Die Bilanz für das erste Quartal 2026 kann sich sehen lassen: Der Umsatz stieg um 7,2 Prozent auf 8,35 Milliarden Euro. Der bereinigte Gewinn pro Aktie lag mit 1,34 Euro über den Erwartungen der Analysten (1,27 Euro). Die Plattform zählte 439 Millionen aktive Konten und verarbeitete 6,48 Milliarden Transaktionen – ein Plus von sieben Prozent im Jahresvergleich.

Trotz dieser Zahlen bleiben die Analysten vorsichtig. Von 45 beobachtenden Experten raten 32 zum Halten, acht zum Kauf und fink zum Verkauf. Das durchschnittliche Kursziel liegt bei 55,01 Euro – einzelne Optimisten sehen sogar Potenzial bis 90 Euro.
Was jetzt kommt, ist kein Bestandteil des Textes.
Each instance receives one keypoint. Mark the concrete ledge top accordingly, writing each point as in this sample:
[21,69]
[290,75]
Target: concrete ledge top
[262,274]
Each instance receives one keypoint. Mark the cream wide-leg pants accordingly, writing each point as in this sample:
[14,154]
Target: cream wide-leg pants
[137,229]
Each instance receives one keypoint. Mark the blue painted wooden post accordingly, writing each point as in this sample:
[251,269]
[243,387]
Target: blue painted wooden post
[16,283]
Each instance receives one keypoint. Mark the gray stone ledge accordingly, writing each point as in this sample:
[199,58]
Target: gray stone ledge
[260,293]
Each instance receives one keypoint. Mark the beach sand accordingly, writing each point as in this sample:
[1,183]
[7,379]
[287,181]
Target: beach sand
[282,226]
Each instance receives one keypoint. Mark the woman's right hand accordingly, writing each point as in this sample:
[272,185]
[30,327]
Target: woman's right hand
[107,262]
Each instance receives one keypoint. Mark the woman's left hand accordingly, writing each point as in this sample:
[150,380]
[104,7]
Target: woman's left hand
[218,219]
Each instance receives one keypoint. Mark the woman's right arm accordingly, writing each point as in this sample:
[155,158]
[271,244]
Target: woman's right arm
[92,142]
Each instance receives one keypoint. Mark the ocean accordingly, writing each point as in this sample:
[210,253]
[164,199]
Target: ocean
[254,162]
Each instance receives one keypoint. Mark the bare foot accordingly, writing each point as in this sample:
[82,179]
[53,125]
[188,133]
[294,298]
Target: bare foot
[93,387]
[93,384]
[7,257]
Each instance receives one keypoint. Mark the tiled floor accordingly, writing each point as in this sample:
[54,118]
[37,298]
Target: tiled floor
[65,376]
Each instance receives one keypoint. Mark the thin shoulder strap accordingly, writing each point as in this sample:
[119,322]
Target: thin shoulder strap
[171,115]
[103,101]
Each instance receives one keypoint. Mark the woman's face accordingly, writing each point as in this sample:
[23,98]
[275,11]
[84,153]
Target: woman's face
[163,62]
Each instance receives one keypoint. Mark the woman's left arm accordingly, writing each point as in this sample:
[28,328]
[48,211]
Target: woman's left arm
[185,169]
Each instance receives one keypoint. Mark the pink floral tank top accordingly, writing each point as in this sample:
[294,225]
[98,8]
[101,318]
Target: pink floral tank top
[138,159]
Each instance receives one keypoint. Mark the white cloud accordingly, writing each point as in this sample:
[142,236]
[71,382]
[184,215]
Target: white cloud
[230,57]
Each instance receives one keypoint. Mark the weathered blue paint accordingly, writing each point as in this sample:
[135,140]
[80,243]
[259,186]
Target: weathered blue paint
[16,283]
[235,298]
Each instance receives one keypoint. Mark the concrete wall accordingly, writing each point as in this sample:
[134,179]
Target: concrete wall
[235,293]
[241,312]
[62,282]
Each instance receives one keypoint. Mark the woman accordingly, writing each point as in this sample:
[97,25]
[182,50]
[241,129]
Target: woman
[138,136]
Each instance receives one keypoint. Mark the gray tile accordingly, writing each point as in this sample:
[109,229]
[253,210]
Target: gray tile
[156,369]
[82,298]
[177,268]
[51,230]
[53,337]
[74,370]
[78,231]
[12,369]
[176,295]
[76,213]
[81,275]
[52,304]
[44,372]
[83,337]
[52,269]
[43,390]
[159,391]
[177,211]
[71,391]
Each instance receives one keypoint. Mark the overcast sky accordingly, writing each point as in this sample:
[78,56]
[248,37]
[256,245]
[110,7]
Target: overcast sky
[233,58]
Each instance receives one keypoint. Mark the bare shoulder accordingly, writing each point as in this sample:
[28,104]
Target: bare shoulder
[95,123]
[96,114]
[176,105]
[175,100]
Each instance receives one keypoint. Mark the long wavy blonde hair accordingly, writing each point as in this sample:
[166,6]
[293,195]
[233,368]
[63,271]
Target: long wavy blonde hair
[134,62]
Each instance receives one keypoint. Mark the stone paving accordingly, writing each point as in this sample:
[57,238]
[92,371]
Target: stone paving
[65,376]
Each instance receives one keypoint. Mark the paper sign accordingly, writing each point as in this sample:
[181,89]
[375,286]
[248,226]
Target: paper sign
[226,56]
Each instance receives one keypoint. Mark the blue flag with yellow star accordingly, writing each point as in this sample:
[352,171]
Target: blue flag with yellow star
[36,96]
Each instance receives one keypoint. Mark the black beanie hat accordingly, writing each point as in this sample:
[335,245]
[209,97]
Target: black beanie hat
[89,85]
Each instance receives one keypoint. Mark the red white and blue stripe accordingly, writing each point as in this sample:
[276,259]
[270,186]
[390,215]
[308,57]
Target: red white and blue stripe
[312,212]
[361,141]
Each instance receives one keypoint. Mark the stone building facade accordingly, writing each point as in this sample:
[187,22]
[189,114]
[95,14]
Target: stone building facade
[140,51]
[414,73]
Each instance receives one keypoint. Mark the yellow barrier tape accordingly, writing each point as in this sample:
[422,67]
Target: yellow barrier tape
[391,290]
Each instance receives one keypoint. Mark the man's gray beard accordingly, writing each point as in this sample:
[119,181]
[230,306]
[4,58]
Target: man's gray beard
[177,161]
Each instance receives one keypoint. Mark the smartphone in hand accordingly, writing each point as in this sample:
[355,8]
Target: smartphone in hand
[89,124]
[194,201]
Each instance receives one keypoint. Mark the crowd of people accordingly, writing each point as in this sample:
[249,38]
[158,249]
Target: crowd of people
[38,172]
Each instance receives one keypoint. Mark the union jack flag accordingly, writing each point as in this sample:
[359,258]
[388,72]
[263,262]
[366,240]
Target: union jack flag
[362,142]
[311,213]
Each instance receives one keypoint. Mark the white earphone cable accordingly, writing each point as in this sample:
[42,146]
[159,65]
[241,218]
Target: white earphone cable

Der Vorstand hält an der vierteljährlichen Dividende von 0,14 Euro pro Aktie fest, was einer Rendite von 1,2 Prozent entspricht.

Auffällig: In den letzten 90 Tagen haben Unternehmensinsider 20.612 Aktien verkauft. Zudem laufen nach Angaben von Aktionärsanwaltskanzleien Untersuchungen gegen das Unternehmen – konkrete Details sind bislang nicht bekannt.